156 - Add federation(s) to attributes kept by the ZoneAuthority

158 - SgetR -l no longer works

159 - problem deleting DN strings for a given user

161 - SmodColl -d and then -c failure; perhaps OS X specific

162 - Srsync failed if user only have read permission

163 - mcatAdmin, refreshed windows will revert if closed and reopened

164 - add srbPort to install.pl

165 - Scommands fail to build on some Macs.  There was a fatal error
msg in commExtern.h.  Later, we found this happening in other systems
too (Linux) and this fix should correct that too.

168 - SERVER_DN is not read when mdasEnvFile is used

169 - Rare and intermittent Sphysmove problem on a Linux host

170 - mcatAdmin.jar hang

172 - Sphymove -P option does not seem to work, should it be removed?
      Problem was where the input path was not passed along.

173 - Sput -b with invalid directoryname segfaults

174 - Ssh dies with segmentation fault

176 - Apostrophe in filename breaks download on SRB 3.3.1


180 - Sauth scrambled password failures

184 - Scp -b -r does not work on OS X using CVS version

185 - Compilation failure under gcc 4 (Fedora Core 4)
  
186 - Very slow operations with Oracle.  Srsync, "Sget -b", Sphymove
and "Scp -b" operations using Oracle MCAT could become very slow, up
to 10 minutes, when using Oracle for the MCAT.  The problem was traced
to a bug in Oracle involving ESCAPE character that can cause the query
to be extremely slow.  This bug was fixed in Oracle 10.2.0.1 but we
now have a workaround for this problem in SRB by not using ESCAPE
character in these queries.  This problem does not exist for other
DBMSes.

187 - Sreplicate broken pipe to server.  Fix a couple obscure problems
that could cause server to server connections to fail.  One is
specific to certain versions of Linux.  The other occurred when
servers were restarted.  For the Linux solution, the code now uses
both gethostbyname_r (reentrant) and gethostbyname and checks for a
type of failure (depending on the Linux version) each can return.
 
188 - Srsync -a issues.  There were some cases where Srsync -a would
not update all replicas properly.

189 - lowLevelClose error from autotest.sh 9

na - Files sizes of containers and files in containers.  The maximum
size of a container has been increased from 2 Gbytes to 200 Gbytes.
The maximum size of a file that can be stored in a container has also
been increased from 2 Gbytes to 200 Gbytes.

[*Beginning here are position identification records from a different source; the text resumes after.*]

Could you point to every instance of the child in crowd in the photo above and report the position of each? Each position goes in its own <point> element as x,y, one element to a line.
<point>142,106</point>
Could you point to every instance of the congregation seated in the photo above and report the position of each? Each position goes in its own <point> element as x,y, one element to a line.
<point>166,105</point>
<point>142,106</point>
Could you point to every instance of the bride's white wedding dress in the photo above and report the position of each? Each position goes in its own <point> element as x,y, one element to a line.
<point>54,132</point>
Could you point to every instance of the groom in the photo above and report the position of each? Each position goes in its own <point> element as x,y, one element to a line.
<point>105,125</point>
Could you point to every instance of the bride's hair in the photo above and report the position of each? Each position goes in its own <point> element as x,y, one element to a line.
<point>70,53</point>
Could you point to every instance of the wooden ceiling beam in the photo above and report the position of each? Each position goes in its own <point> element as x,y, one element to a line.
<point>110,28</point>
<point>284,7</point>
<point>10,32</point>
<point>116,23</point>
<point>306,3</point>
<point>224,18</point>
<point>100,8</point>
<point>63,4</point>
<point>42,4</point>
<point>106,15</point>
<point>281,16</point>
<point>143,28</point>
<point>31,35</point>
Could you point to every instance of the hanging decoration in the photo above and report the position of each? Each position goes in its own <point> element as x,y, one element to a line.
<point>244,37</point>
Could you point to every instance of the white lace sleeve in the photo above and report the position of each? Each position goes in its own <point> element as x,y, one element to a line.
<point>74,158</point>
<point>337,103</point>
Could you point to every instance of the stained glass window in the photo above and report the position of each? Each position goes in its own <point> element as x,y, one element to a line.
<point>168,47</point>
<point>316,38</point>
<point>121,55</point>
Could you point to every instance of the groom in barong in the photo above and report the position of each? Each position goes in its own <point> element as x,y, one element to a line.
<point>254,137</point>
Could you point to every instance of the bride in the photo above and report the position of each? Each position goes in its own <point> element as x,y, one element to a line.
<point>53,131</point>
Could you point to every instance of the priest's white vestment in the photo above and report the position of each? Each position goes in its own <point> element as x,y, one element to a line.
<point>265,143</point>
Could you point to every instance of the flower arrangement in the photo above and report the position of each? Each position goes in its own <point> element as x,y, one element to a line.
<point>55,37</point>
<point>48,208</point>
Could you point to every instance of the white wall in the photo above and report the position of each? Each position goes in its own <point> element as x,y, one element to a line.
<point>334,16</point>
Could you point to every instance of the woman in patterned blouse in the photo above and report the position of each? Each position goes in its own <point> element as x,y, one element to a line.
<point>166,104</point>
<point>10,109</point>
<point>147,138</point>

na - Bulk Scp into container. "Scp -bc container" now works and can be
used to recursively copy a whole collection into a container.

na - Sbkupsrb - added -v option for verbose mode.

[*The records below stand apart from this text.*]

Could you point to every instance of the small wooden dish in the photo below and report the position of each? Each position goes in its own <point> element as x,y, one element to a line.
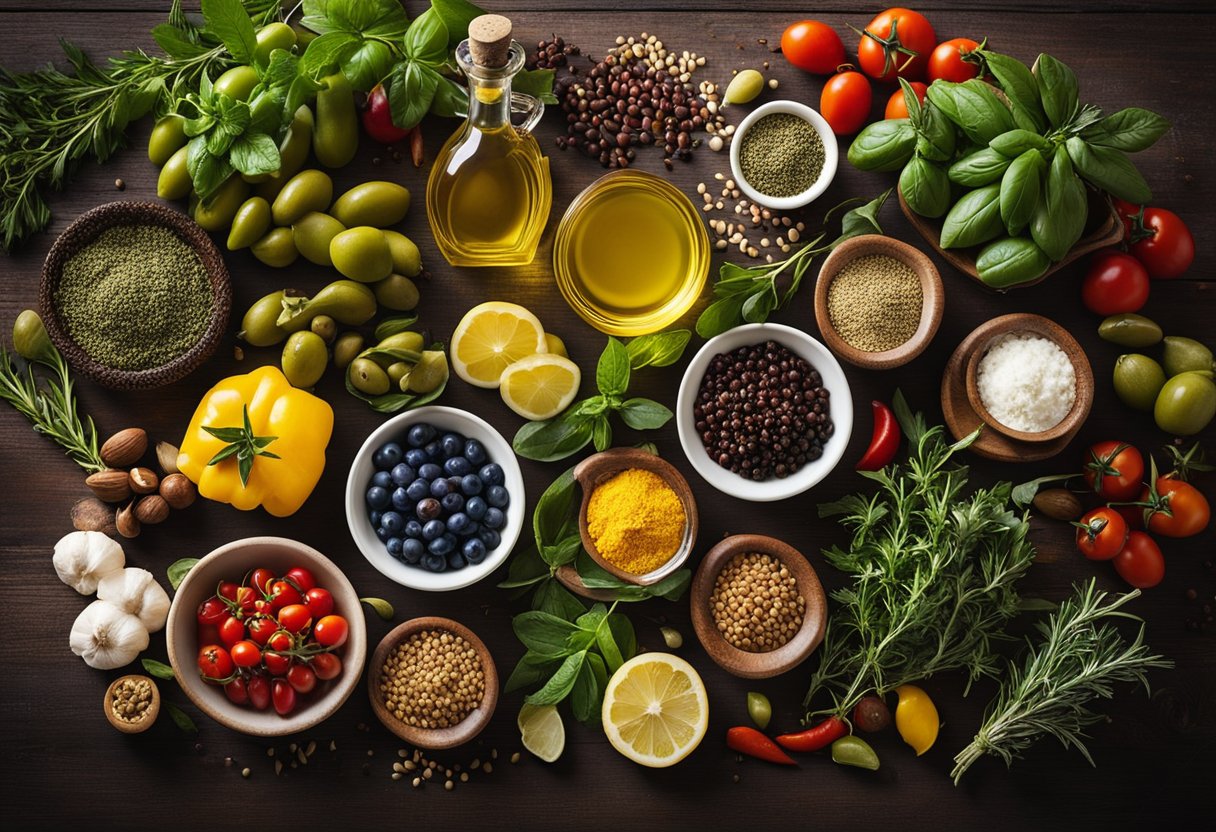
<point>148,715</point>
<point>1102,228</point>
<point>434,738</point>
<point>741,662</point>
<point>600,467</point>
<point>932,301</point>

na - Sbkupsrb and Srsync - continue operation even though one or more
errors have occurred.

na - Sregister - added "-C" option for registering files into compound
resource.

na - Sbregister - Allow bulk registration into compound resource with
the "-f" option.

na - The handling of srbBulkUnload() has been re-done such that it will
download inContainer files too in addition to normal files so that a
separate download for inContainer files is no longer needed.

na - Fix a problem with "Sput -n" where the copy number is ignored when it
is used with the m/M option.

na - Fix a problem that Scp was not working properly when the source
files have replica.

na - Fix a problem that "Sget -n" option may download the wrong copy.

na - Fix a problem that Sget may incorrectly think the size downloaded
is wrong with an OBJ_ERR_COPY_LEN error if the source file contains
multiple copies of different sizes.

na - Resource access permission was not checked when the request came
from a foreign zone. The problem has been fixed.
 
na - Include the value of errno to the error msg in Sget to make it
easier to identify a cause of some problems (bug 125).  One example is
when the local file system is running out of space.

na - Spcommands will take an argument with "space" character in it.

na - For overwriting SRB files, change the size to zero before the
overwrite so that if the write fails in the middle, the registered
file size will be zero instead of some undetermined value.

na - Take out the size verification after file transfer for ADS type
files because it does not support the stat () call.

na - Fix a problem that Sput/Srsync print out bogus error of
COLLECTION_NOT_IN_CAT when the collection does not exist.

na - Fix a problem with Sphymove of a single file into container.